The results obtained in the present study indicated the M. ferruginea leaf extract (90%) mortality of Sarcoptes scabiei. This finding supported by Choudhurt et al. [50], who reported that 100 mg/mL concentration of M. ferruginea seed oil caused 100% mortality of Boophilus decoloratus after 5 h contact [6]. Likewise, 20-80% concentrations of M. ferruginea seed oil showed 100% mortality against Amblyomma variegatum larvae. In the current study, E. abyssinica crude extract of 200 mg/mL concentration showed 80% mortality at 3-h postexposure. This could be due to the fact that cidal activity was attributed to the presence of secondary metabolites such as steroid and triterpene [51].
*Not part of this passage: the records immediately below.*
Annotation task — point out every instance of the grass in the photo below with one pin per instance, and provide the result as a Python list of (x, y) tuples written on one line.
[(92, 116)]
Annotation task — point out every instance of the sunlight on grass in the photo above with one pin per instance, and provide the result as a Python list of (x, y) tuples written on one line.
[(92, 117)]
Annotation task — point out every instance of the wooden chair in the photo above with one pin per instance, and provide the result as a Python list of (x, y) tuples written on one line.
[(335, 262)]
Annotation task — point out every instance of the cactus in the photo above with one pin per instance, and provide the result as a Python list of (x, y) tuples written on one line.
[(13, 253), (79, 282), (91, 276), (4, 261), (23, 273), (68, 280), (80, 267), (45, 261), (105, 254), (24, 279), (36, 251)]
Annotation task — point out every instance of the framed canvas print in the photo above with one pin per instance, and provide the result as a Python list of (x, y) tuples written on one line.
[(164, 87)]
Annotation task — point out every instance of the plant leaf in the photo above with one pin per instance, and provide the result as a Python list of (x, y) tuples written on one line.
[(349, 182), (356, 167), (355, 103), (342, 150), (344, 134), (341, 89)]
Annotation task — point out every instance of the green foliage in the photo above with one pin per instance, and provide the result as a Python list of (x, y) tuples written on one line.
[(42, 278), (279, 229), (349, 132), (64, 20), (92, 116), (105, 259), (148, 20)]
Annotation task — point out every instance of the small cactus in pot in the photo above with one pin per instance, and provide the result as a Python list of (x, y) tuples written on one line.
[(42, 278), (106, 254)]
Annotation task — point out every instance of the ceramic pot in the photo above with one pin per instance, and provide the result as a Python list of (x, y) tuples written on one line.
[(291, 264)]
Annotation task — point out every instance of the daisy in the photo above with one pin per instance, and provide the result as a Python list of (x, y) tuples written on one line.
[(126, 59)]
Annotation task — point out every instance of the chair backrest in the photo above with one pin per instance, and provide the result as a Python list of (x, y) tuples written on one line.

The results of the present study revealed that D. angustifolia crude extract showed that 100% mortality was significantly (P < 0.05) higher than to E. globulus essential oil (72%), M. ferruginea (66%), and E. abyssinica (60%) after 80 minutes of exposure at 100 mg/mL concentrations. However, after 3 h of exposure, the crude extract D. angustifolia and essential oil of E. globulus showed 100% mortality at a concentration of 200 mg/mL. However, there were no statistically significant difference (P > 0.05) in the acaricidal activity observed. Furthermore, 200 mg/mL of crude leaf extract of D. angustifolia exhibited statistically significant high acaricidal activity (P < 0.05) after 10-180 minutes of exposure compared to E. abyssinica. The acaricidal effect of the plant extract depends on the dose, time, and type of plant species. Furthermore, the highest mortality effect against Sarcoptes scabiei was observed by the crude extract of D. angustifolia and E. globulus essential oil. Relatively lower (26%) acaricidal activity (P < 0.05) was observed in 35 mg/mL concentration of E. abyssinica extract when compared to reference drug (0.1% diazinon). Even the higher concentrations (100 mg/mL and 50 mg/mL) observed lower acaricidal efficacy (46% and 32%), respectively, which is much lower to say effective. The higher or lower acaricidal activity could attribute to the presence or absence of secondary metabolites such as alkaloid, glycosides, and phenol when present and gave antiacaricidal activity [52]. A study indicates that the presence of alkaloid glycosides and phenol is an important chemical to initiate the mechanism of action in vitro and in vivo, acaricidal activity causing mortality against acarine [6]. In general, along with the economic benefits, an additional advantage of using plant pesticides is that they have low environmental persistence, do not induce resistance readily in insects, and are relatively nontoxic to mammals. These results consolidate the belief that the use of herbal acaricides can provide a better way to combat a menace such as mange in domestic animals and can be used more safely and effectively [53].

5. Conclusions

The current study showed that mites are the most prevalent ectoparasites of camels in the study area. Animal age and body condition scores of the animals are among the main associated risk factors attributed to the prevalence and distribution of mange mites in the study area. The results of the phytochemical screening test compared to acaricidal activity showed that the more secondary metabolites plant extracts have the more effective against mange mite mortality. This indicated that secondary metabolites have a synergistic effect on mite mortality. All medicinal plants showed in vitro acaricidal efficacy comparable to reference drugs at high concentration. The present study indicated that the crude extract and essential oils of the extracts tested could represent a possible alternative for the treatment of sarcoptic mange in camel. In addition, epidemiological studies should be conducted in the area to determine economic impacts due to mange mites from camels and other species of animals. Thus, further studies should be carried out on the isolation and characterization of the responsible active components of the selected plant materials and on drug formulation of their safety and in vivo efficacy, as well as cost effectiveness of the products that exhibited strong acaricidal activity, with the aim of substituting conventional synthetic acaricides. The low efficacy of diazinon should be further investigated to elucidate the activity range of the compound and the suspected prevalence of resistance by not only sarcoptic mange mites but also other species of mange mites.